Lo cierto es que, a pesar de la decadencia del Infierno y del decaimiento del culto o de la oración, el humanismo secular arraiga en la fe judeocristiana; surge de una mutación que se desarrolla en el seno de esa fe. Somos por ella particularmente sensibles a las demandas de igualdad y de justicia social. Si bien hoy aceptamos con naturalidad que un ateo puede ser perfectamente decente y preferimos a un agnóstico antes que a un fanático, también hemos de aceptar que la religión no hace necesariamente a sus fieles obsesos desalmados o reprimidos puritanos. La liberación completa de la religión y de la metafísica tradicional es la propuesta patológica del sadismo. Recordemos que los grandes genocidios del siglo XX, comunistas o nazis, fueron concebidos y causados por ideologías y regímenes ateos.

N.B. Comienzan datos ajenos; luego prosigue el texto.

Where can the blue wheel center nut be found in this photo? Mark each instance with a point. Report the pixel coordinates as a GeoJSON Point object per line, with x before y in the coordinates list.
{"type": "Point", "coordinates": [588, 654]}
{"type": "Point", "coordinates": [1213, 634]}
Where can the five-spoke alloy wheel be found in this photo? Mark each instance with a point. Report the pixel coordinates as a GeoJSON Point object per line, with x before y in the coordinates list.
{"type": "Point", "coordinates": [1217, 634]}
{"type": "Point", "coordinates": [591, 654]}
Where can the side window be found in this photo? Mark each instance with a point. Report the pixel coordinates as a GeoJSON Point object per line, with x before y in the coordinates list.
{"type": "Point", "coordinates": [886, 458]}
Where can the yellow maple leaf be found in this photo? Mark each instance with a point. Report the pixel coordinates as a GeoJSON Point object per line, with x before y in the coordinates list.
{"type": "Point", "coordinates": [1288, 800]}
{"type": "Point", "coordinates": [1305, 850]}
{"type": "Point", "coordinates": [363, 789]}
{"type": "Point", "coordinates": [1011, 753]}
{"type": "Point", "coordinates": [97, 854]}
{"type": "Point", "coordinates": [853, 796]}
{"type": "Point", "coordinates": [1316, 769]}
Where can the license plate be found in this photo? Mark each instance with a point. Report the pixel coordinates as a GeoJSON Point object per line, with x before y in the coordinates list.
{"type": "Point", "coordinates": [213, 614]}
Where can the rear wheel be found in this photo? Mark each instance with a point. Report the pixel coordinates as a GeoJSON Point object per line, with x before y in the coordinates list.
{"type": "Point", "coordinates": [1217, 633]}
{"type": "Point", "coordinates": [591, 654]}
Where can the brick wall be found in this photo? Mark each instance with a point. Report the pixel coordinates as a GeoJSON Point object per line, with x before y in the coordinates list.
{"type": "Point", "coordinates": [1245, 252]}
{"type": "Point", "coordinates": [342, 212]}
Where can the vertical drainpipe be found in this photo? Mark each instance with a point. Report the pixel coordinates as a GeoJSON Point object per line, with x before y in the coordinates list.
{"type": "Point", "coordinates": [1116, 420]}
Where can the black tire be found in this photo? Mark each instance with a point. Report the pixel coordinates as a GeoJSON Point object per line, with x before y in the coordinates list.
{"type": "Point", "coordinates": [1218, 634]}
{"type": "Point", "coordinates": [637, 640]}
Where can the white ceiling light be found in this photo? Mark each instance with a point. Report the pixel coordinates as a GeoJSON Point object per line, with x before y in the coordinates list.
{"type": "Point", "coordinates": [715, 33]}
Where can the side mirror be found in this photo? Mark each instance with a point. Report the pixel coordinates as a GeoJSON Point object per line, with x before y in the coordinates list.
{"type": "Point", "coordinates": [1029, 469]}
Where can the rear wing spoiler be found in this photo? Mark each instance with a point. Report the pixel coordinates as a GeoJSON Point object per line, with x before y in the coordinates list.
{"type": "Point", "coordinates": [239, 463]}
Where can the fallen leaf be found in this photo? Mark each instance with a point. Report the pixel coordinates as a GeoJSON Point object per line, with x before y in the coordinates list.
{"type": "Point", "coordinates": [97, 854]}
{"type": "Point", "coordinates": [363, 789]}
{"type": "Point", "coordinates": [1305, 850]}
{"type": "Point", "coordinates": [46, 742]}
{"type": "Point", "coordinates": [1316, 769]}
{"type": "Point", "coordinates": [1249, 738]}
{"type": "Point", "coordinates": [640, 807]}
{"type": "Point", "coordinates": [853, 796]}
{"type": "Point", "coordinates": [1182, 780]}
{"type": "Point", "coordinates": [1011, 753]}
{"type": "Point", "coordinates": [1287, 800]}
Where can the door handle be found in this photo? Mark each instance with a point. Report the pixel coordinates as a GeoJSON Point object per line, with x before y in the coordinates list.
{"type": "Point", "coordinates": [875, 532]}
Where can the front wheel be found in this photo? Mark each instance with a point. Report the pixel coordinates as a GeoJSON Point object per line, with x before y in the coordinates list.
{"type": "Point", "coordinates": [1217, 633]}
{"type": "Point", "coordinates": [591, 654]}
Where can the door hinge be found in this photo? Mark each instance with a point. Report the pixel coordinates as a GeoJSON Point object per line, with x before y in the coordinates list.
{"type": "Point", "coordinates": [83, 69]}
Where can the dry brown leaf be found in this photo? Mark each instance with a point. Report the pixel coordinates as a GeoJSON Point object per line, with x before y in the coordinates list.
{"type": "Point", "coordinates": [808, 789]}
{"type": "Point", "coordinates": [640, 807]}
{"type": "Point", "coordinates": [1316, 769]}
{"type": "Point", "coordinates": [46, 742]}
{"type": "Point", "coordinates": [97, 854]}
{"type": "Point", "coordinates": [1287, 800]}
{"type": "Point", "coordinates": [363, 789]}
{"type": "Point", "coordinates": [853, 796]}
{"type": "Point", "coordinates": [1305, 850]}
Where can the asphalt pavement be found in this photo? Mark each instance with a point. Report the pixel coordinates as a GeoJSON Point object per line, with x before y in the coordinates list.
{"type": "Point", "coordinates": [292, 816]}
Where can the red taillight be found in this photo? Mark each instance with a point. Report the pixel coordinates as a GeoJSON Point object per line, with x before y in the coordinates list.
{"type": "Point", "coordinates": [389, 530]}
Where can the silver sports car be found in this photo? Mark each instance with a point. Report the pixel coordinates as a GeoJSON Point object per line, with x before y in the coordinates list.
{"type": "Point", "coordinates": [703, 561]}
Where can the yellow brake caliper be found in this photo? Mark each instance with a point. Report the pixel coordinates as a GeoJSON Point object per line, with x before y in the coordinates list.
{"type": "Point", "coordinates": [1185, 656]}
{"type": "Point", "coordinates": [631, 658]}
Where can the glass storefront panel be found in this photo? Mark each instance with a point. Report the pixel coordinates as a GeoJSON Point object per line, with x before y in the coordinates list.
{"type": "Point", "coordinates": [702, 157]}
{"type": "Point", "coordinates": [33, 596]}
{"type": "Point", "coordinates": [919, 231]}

Las llamadas "filosofías de las sospecha" son también "filosofías encubridoras" que parasitan a sus adversarios. Todos los moralismos ateos, y muy señaladamente el puritanismo farisaico de la "cultura de la cancelación" (woke) son deudores del cristianismo y apelan sin reconocerlo a sus valores. Si la modernidad se caracteriza por la mercantilización y hasta el borrado de los valores eternos, Bien, Verdad, Justicia, Belleza, de los que -como decía Platón- sólo tenemos un vislumbre, transformados en valores mercantiles y crédito bancario, tal vez no sea ocioso -como propone Taylor- reescribir aquellas fuentes y recuperarlas mediante interpretaciones prudentes.